The first instinct is usually to inject oomph: with bigger, more emphatic gestures and a bright cheery tone of voice we attempt to chivvy the singers into life. If it is a usually responsive choir that’s just having a randomly dozy day, this will work just fine. But if the unresponsiveness is a common experience with the group, then chivvying becomes counter-productive. You can find yourself with one of two scenarios:

  1. Using the Intimacy Equlibrium Model, the choir balances the director’s added energy by become commensurately more passive.
  2. The choir waits until the director is completely manic, and then responds – effectively training the director to over-direct as a matter of course

Both of these are quite common types of endemic conductor-choir relationship – and whilst in their mild form they don’t prevent a choir from operating reasonably effectively, they are still dysfunctional in that the choir will operate better if they’re sorted out.

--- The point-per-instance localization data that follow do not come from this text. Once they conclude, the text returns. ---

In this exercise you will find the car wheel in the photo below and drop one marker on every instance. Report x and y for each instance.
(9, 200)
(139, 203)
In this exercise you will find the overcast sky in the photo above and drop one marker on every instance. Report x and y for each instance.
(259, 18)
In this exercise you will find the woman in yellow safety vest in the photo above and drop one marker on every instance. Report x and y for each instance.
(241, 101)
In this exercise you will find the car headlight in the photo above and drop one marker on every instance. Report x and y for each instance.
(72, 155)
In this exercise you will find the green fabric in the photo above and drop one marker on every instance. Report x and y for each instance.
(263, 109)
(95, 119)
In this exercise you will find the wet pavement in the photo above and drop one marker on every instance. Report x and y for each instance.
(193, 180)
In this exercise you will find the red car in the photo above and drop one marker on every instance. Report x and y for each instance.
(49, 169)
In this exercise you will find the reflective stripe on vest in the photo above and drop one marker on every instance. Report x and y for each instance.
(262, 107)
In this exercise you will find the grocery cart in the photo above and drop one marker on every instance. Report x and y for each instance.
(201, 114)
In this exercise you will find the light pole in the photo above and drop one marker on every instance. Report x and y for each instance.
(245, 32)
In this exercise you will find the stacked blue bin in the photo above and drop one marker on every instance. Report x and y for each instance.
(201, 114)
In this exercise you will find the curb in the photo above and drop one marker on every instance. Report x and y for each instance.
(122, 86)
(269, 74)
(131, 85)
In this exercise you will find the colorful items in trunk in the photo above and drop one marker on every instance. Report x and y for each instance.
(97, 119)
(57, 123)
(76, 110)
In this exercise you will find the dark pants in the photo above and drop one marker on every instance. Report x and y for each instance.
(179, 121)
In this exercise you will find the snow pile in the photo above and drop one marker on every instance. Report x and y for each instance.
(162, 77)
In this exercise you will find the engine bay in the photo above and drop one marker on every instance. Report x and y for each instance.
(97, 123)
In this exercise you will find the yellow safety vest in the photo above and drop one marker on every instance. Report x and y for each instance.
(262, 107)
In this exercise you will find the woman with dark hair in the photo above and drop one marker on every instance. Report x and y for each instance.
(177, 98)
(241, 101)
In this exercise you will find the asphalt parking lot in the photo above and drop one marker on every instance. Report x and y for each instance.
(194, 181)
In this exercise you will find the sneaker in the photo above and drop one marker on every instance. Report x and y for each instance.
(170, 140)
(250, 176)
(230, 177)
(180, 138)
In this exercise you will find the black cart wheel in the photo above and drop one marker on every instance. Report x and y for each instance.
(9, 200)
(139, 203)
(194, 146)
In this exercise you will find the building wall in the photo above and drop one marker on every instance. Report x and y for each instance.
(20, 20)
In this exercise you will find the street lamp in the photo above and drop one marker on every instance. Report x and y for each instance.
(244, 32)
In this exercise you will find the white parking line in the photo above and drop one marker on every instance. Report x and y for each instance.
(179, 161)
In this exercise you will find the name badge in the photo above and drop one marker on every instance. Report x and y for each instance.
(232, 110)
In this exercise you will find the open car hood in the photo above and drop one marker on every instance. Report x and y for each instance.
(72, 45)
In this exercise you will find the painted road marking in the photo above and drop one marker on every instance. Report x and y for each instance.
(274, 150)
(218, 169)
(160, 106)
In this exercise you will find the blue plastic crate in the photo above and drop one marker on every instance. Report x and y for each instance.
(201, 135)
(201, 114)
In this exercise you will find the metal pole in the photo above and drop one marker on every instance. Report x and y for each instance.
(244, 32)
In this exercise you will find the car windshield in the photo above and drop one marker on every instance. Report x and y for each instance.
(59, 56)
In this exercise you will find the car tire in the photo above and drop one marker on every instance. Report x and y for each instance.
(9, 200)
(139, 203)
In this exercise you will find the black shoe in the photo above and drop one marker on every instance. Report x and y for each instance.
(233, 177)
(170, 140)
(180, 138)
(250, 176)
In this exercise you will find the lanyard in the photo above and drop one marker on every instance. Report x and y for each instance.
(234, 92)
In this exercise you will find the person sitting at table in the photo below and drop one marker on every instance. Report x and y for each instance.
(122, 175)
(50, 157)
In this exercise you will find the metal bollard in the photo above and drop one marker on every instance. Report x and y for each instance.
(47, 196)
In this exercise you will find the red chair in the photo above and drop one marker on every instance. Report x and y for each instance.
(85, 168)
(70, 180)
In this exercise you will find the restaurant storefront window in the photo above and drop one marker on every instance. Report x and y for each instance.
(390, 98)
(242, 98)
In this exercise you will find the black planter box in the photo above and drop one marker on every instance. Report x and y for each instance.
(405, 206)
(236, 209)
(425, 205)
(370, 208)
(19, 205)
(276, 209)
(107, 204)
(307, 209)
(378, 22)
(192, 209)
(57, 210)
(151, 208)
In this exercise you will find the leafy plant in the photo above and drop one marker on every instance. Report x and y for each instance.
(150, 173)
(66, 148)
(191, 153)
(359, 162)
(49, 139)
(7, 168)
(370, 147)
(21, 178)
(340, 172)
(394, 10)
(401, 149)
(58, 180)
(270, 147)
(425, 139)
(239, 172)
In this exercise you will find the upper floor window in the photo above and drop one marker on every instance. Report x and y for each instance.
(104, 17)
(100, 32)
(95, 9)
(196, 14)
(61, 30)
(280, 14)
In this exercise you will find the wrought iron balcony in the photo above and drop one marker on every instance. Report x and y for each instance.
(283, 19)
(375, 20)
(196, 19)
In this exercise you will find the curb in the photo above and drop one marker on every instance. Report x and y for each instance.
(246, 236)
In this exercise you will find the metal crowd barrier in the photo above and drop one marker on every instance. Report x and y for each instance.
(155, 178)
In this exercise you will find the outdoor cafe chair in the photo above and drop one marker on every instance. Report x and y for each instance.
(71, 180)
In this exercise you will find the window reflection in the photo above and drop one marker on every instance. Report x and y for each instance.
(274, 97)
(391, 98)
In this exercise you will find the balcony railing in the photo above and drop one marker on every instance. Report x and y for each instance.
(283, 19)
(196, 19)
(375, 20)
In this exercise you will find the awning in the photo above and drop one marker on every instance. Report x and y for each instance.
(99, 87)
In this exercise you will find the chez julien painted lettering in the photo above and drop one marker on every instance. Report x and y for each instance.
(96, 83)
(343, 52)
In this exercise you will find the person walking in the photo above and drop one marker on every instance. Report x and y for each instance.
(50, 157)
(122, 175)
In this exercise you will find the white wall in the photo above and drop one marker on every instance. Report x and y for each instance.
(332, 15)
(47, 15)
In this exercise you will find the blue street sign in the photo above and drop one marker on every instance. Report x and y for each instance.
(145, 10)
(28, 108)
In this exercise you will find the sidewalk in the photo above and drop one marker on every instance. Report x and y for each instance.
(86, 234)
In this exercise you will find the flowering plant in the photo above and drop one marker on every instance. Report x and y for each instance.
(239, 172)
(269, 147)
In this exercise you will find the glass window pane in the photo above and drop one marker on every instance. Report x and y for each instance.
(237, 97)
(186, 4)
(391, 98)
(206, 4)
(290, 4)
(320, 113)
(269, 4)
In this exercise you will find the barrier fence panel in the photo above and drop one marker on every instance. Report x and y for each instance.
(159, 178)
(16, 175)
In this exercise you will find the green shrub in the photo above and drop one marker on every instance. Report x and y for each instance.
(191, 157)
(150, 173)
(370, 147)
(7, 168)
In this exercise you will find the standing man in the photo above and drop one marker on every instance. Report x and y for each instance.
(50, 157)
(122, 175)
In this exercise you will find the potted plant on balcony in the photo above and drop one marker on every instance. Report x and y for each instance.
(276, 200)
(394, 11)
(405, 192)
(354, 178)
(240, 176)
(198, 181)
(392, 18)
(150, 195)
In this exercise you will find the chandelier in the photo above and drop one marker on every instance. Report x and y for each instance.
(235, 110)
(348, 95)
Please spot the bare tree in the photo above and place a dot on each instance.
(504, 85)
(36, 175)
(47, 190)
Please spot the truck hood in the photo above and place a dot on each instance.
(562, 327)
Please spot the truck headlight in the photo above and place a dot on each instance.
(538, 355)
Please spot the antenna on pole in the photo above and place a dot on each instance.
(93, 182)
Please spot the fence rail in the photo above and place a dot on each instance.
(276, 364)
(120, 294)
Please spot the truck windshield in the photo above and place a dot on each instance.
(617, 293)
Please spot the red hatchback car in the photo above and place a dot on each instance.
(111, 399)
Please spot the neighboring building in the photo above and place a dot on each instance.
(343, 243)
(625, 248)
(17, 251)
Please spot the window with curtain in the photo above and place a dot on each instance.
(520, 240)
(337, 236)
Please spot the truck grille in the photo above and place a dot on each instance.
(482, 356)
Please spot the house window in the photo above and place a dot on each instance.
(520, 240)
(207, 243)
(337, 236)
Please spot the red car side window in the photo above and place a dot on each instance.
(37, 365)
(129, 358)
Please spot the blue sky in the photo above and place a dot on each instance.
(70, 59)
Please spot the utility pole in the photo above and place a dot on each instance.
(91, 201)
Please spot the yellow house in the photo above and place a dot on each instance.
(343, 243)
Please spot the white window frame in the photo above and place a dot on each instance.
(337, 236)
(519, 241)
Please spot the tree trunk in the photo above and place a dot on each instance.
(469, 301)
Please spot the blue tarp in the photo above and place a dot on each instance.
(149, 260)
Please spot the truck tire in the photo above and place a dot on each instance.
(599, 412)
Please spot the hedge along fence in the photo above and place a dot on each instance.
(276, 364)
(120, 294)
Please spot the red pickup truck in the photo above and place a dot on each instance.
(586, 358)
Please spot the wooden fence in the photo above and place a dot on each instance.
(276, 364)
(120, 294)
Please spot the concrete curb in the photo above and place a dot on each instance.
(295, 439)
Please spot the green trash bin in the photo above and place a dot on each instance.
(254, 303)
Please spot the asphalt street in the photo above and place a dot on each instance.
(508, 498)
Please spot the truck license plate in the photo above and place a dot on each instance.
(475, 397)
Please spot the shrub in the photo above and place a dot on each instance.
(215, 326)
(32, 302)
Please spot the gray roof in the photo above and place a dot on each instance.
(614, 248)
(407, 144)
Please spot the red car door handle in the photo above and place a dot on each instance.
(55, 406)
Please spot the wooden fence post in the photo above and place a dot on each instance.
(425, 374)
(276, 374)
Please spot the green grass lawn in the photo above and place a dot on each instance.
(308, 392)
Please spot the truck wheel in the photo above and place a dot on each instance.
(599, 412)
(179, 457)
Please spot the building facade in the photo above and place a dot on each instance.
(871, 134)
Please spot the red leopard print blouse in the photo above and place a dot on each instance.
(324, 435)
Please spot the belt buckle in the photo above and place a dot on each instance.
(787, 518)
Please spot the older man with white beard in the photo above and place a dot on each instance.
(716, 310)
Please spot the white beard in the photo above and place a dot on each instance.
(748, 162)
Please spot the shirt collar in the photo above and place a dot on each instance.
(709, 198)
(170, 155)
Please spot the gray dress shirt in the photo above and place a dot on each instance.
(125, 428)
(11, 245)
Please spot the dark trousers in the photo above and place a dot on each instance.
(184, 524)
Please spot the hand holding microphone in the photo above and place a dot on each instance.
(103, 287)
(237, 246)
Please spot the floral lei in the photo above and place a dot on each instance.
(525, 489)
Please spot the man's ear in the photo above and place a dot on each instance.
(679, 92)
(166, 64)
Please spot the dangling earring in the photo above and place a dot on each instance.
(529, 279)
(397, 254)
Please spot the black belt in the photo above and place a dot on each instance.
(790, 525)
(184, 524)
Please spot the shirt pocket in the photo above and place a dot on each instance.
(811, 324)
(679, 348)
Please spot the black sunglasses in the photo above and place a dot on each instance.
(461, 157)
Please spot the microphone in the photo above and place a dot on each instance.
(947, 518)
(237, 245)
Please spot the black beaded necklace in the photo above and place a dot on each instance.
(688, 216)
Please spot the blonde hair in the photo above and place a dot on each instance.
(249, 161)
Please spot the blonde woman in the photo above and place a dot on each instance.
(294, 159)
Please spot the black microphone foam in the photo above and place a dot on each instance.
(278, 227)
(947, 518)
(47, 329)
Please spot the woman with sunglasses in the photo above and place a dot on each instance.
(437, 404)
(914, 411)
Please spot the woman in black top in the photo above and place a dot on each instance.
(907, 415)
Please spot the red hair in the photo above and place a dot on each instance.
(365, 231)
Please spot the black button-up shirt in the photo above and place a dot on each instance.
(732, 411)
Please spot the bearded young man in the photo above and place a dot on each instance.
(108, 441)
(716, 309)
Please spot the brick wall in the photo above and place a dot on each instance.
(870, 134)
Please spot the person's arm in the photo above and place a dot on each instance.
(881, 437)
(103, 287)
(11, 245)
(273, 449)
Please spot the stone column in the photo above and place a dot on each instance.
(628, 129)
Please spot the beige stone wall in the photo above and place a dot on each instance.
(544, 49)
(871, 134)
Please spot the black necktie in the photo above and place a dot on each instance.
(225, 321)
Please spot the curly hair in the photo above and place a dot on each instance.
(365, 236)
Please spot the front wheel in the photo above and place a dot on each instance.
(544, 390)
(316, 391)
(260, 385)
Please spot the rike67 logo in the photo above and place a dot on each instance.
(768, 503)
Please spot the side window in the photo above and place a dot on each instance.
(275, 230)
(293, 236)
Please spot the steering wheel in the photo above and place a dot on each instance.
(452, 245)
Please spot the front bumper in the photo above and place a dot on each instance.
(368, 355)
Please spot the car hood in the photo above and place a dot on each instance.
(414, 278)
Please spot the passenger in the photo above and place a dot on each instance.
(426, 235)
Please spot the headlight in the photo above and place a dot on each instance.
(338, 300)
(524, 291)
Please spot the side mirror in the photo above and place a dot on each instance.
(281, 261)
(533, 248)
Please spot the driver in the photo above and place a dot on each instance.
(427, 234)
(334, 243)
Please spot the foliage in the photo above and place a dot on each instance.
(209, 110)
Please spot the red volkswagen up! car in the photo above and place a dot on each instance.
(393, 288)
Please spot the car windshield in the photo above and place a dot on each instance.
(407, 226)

There are two types of strategy a director can use to re-establish a responsive bond with the choir.

Strategy A: develop a playful atmosphere with activities that get the choir to provide the energy. For example:

  • Use exercises that require mental or vocal agility, starting at a steady tempo and increasing the speed. (Tongue twisters are useful; especially ones that sound rude when you get them wrong.)
  • Use exercises that hand round leadership, e.g. call-and-response structures

Strategy B: develop a meditative atmosphere with activities that turn the stillness into a productive state. For example:

  • Rehearse a passage using little or no talking, just demonstration and gesture. (The only words you may need are start-points.) This gets the singers’ heads out of the copies and requires them to participate more mentally in interpreting what you are asking of them. It will also help you break out of the habit of counting them in, if you have it.
  • Ask the choir to sing a passage with their eyes closed, using only their ears to keep them together
  • Which strategy is appropriate will depend on a combination of the repertoire, the choir personality and the initial atmosphere you’re working from. But both use the NLP principle of matching, i.e. meeting the choir in the state it starts in as the starting point for change. And both stand their best chance of being successful if the director keeps their focus not on whether the choir is responding to them, but whether the choir is responding to the needs of the music.